One aspect that the Uber article treats seriously and that many superficial analyses ignore: DOMA is not just a code reorganization. It is a reorganization of responsibilities and decision-making power.

Before DOMA, any team could create dependencies on any service. This seems democratic, but in practice meant that nobody was comprehensively responsible for anything. The Payments team couldn't refactor their billing service without coordinating with 40 direct consumers who had coupling to internal implementation details.

With DOMA, the Layer Interface creates a clear ownership boundary. The team that owns the domain is the sole arbiter of which functionalities are publicly exposed. This has real political consequences: product teams that previously could "jump the queue" by accessing internal services directly now need to negotiate additions to the public interface with the owning team. This is intentional friction — the kind of friction that forces design conversations instead of workarounds.

The extension mechanism is particularly clever from an organizational standpoint. It solves the classic platform problem: how does a central service serve the divergent needs of multiple products without becoming a bottleneck or an accumulator of conditional logic?
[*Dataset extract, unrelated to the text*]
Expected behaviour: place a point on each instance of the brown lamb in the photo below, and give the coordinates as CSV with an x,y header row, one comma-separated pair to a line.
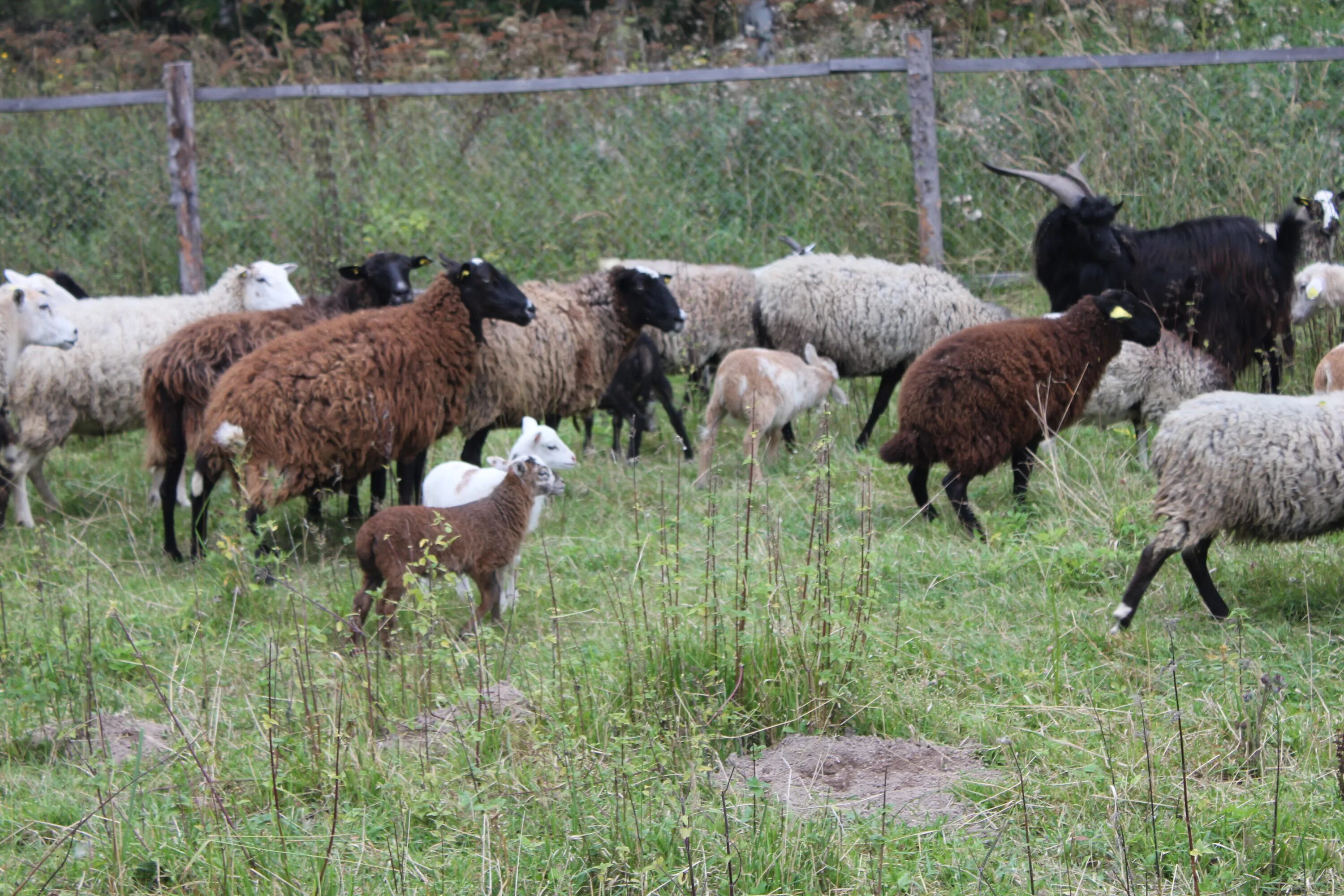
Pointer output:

DOMA's answer is to invert control — the domain defines extension points, products register their specific behaviors. The platform team doesn't need to know all use cases; product teams don't need access to the core.

This also has implications for hiring and onboarding. A new engineer on the Payments team only needs to understand the Payments domain and its interfaces with adjacent domains — not the entire system. Cognitive complexity is bounded by the domain boundary. In a system with 2,200 services without this structure, effective onboarding took months; with DOMA, the initial learning scope is drastically reduced.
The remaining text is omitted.